Morgon turned his head, looked at Raederle. Her eyes told him what he already knew: that nothing he could say or do could make her leave them. He bent his head again, in silent acquiescence to her and to the High One. Then he let his awareness venture beyond the silence into the damp earth around the tower. He touched a single blade of grass, let his mind shape it from hair roots to tip. Rooted also within the structure of land-law in Heureu’s mind, it became his link with the King of Ymris.

He sensed a constant, nagging pain, a turmoil of helpless anger and despair, and heard a distant, hollow drag and ebb of the sea. He had learned every shape of cliff and stone boring out of the shores, and he recognized the strip of Meremont coast. He smelled wet wood and ashes; the king lay in a half-burned fisher’s hut on the beach, no more than a mile or two from Wind Plain.

He started to glance up, to speak. Then the sea flooded over him, spilled through all his thoughts. He seemed to stare down a long, dark passageway into Ghisteslwchlohm’s alien, gold-flecked eyes.

He felt the startled recognition in the bound mind. Then a mind-hold raked at him, and the wizard’s eyes burned into him, searching for him. The mind-hold was broken; he reeled back away from it. The High One gripped his shoulder, holding him still. He started to speak again, but the falcon’s eyes stopped him.

He waited, shaken suddenly by the pounding of his heart. Raederle, bound to the same waiting, seemed remote again, belonging to another portion of the world. He wanted desperately to speak, to break the silence that held them all motionless as if they were carved of stone. But he seemed spellbound, choiceless, an extension of the High One’s will. A movement streaked the air, and then another. The dark, delicately beautiful Earth-Master, whom Morgon knew as Eriel, stood before them, and beside her, Ghisteslwchlohm.

For a moment, the High One checked the power gathered against him. There was astonishment and awe in the woman’s eyes as she recognized the harpist. The wizard, face to face with the High One, whom he had been searching for so long, nearly broke the hold over his mind. A faint smile touched the falcon’s eyes, icy as the heart of the northern wastes.

“Even death, Master Ohm,” he said, “is a riddle.”

A rage blackened Ghisteslwchlohm’s eyes. Something spun Morgon across the chamber. He struck the dark wall; it gave under him, and he fell into a luminous, blue-black mist of illusion. He heard Raederle’s cry, and then a crow streaked across his vision. He caught at it, but it fluttered away between his hands. A mind gripped his mind. The binding was instantly broken. A power he did not feel flashed at him and was swallowed. He saw Ghisteslwchlohm’s face again, blurred in the strange light He felt a wrench at his side, and he cried out, though he did not know what had been taken from him. Then he turned on his back and saw the starred sword in Ghisteslwchlohm’s hands, rising endlessly upward, gathering shadow and light, until the stars burst with fire and darkness above Morgon. He could not move; the stars drew his eyes, his thoughts. He watched them reach their apex and halt, then blur into their descent toward him. Then he saw the harpist again, standing beneath their fall, as quietly as he had stood in the king’s hall at Anuin.

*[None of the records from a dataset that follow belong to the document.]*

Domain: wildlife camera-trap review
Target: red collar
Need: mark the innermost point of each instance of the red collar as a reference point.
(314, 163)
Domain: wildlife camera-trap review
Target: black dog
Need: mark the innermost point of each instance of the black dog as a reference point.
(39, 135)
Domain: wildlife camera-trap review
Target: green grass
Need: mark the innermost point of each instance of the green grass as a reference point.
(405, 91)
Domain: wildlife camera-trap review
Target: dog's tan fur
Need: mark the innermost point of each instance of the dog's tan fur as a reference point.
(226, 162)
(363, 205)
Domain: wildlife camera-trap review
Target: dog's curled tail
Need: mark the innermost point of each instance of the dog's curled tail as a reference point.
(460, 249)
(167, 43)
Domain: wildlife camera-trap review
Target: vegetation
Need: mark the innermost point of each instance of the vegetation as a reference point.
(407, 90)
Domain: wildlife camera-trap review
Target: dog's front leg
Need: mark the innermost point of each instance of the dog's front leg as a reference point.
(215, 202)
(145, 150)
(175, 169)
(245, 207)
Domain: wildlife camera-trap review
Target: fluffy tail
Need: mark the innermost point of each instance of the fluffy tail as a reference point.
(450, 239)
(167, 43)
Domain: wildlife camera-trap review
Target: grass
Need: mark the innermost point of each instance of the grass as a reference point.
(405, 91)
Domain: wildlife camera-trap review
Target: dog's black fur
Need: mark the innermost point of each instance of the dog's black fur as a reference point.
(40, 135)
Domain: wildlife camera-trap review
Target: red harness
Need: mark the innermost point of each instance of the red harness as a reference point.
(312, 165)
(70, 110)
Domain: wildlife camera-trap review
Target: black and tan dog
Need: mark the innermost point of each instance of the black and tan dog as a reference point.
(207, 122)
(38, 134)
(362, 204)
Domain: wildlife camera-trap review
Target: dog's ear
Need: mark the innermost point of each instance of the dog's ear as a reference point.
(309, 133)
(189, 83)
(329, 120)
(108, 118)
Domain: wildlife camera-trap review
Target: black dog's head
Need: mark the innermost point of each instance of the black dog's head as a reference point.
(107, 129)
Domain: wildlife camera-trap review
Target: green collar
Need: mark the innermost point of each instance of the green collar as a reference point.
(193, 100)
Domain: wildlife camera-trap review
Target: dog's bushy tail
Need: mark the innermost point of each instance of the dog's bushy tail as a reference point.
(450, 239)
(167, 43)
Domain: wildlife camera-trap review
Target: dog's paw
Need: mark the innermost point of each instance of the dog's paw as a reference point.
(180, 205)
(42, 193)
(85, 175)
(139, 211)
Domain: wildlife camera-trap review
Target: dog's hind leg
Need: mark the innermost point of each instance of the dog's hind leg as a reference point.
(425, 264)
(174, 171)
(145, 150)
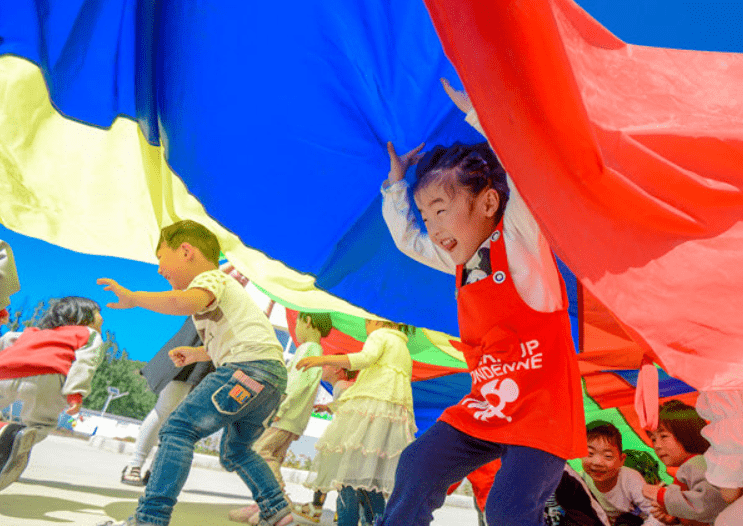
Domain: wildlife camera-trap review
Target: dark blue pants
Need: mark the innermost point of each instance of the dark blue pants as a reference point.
(349, 500)
(443, 455)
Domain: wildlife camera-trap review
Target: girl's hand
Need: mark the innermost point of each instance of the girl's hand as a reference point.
(650, 491)
(310, 361)
(400, 164)
(660, 514)
(459, 98)
(125, 296)
(184, 355)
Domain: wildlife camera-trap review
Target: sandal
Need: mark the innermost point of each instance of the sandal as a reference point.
(307, 513)
(133, 476)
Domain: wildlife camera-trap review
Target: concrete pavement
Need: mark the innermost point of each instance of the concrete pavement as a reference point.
(73, 481)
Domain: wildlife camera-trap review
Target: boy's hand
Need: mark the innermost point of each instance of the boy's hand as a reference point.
(73, 408)
(185, 355)
(400, 164)
(310, 361)
(125, 296)
(459, 98)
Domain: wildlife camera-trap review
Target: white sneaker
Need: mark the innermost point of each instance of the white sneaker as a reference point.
(18, 458)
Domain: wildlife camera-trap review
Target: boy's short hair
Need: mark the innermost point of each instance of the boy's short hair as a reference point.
(476, 167)
(193, 233)
(685, 424)
(319, 320)
(70, 310)
(605, 430)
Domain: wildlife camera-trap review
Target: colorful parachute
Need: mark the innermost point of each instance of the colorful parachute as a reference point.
(268, 122)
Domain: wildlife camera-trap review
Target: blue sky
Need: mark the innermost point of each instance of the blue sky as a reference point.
(48, 271)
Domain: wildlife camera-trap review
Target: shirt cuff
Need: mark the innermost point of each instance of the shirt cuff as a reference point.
(398, 186)
(74, 398)
(661, 498)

A cry tore through Morgon. The sword fell with a terrible speed, struck the High One. It drove into his heart, then snapped in Ghisteslwchlohm’s hands. Morgon, freed to move at last, caught him as he fell. He could not breathe; a blade of grief was thrusting into his own heart. The High One gripped his arms; his hands were the harpist’s crippled hands, the wizard’s scarred hands. He struggled to speak; his face blurred from one shape to another under Morgon’s tears. Morgon pulled him closer, feeling something build in him, like a shout of fury and agony, but the High One was already beginning to vanish. He reached up with a hand shaped of red stone or fire, touched the stars on Morgon’s face.

He whispered Morgon’s name. His hand slid down over Morgon’s heart. “Free the winds.”